What I've Heard about Love (this week)

The other day I overheard a conversation at the jr. high that went something like this:

Girl 1: I am totally not friends with Megan anymore.

Girls 2, 3 and 4 in unison: WHY??

Girl 1: She is totally going out with Matt

Girls 2: That is so selfish!

Girl 1: No it's not! I totally liked him 1st and she knew it.

Girl 3: That is so selfish of you, she's just in love

Girls 2 and 4 in unison: yeah, she's just in love

Girl 3 (dreamily): I know. I was in love once... with Travis.

Yeah... they're in 8th grade.

Also on the subject of love, I've been reading this fantastic book by Elizabeth Gilbert called Eat, Pray, Love. I just started it, but it's very clever and, honestly, pretty inspiring. It's funny how the book you need always seems to find you. Anyway, I pretty much laughed my face off at her analogy of love being like a drug. Here it is:

"Addiction is the hallmark of every infatuation-based love story. It all begins when the object of your adoration bestows upon you a heady, hallucogenic dose of something you never even dared to admit that you wanted- an emotional speedball, perhaps, of thunderous love and roiling excitement. Soon you start craving that intense attention, with the hungry obsession of any junkie. When the drug is witheld, you promptly turn sick, crazy and depleted (not to mention resentful of the dealer who encouraged this addiction in the first place but who now refuses to pony up the good stuff anymore- despite the fact that you KNOW he has it hidden somewhere... because he USED TO GIVE IT TO YOU FOR FREE). Next stage finds you skinny and shaking in a corner, certain only that you would sell your soul or rob your neighbors just to have that thing even one more time. Meanwhile, the object of your adoration has now become repulsed by you. He looks at you like you're someone he's never met before, much less someone he once loved with high passion. The irony is, you can hardly blame him. I mean, check yourself out. You're a pathetic mess, unrecognizable even to your own eyes. So that's it. You have now reached infatuation's final desitnation- the complete devaluation of self."

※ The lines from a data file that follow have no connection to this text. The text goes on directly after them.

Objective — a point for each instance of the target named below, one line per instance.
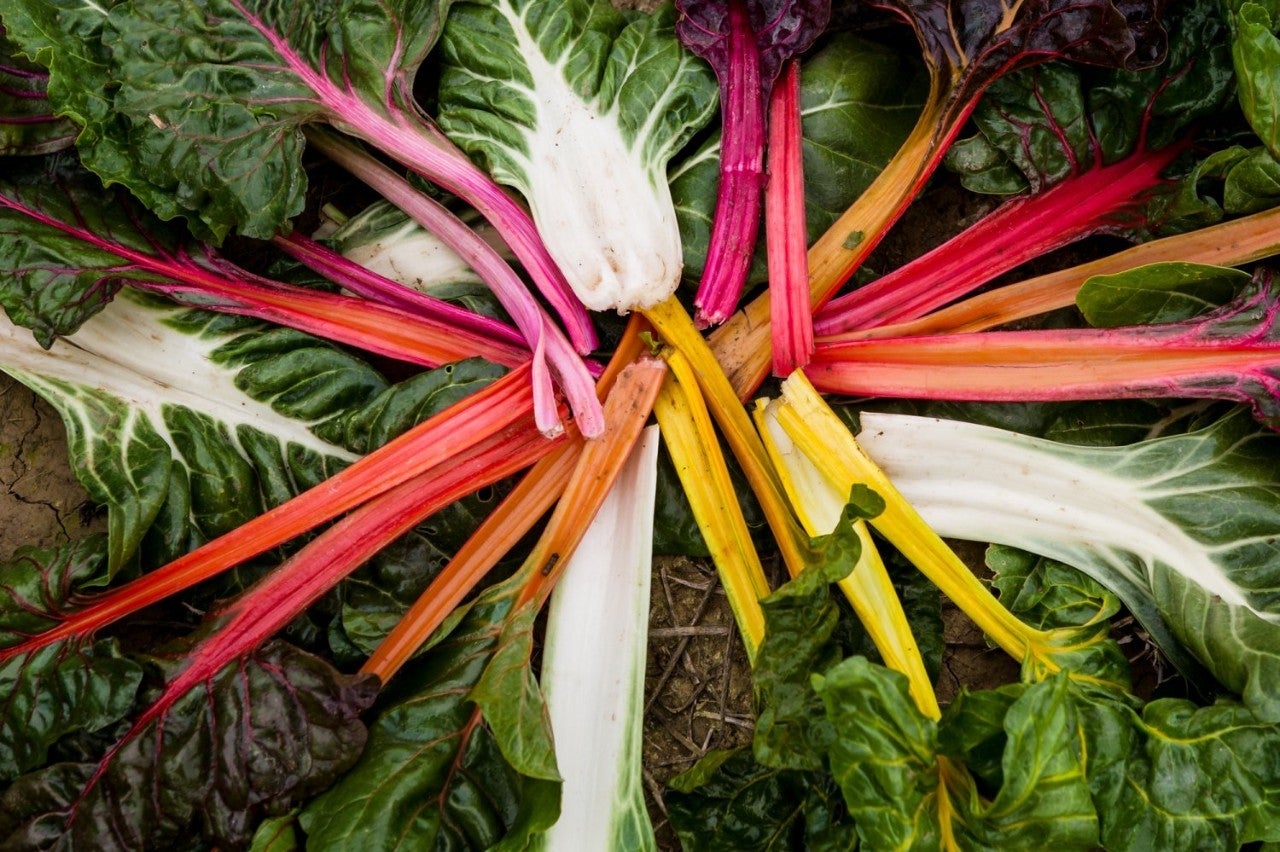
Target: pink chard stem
(741, 174)
(300, 581)
(1232, 353)
(553, 353)
(378, 288)
(786, 237)
(1019, 230)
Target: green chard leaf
(433, 770)
(859, 100)
(172, 436)
(580, 106)
(1182, 528)
(1157, 293)
(1256, 53)
(1176, 775)
(903, 793)
(727, 802)
(27, 122)
(263, 734)
(68, 686)
(197, 108)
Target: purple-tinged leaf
(746, 42)
(967, 46)
(65, 687)
(1096, 200)
(254, 740)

That sounds familiar, a little bit... Love is a dangerous thing. Or, maybe it's actually not. It's all the junk on the way to love, and all the tricky feelings that seem like love, that are dangerous things.

2 comments:

Amy said...

Ha!
Middle school...
Good times, good times...

Young girls are hilarious.

Katie E. said...

I LOVE that description of love, and it applies so perfectly to both of our recent major experiences with love. Oh does it work. Brandy Alexander!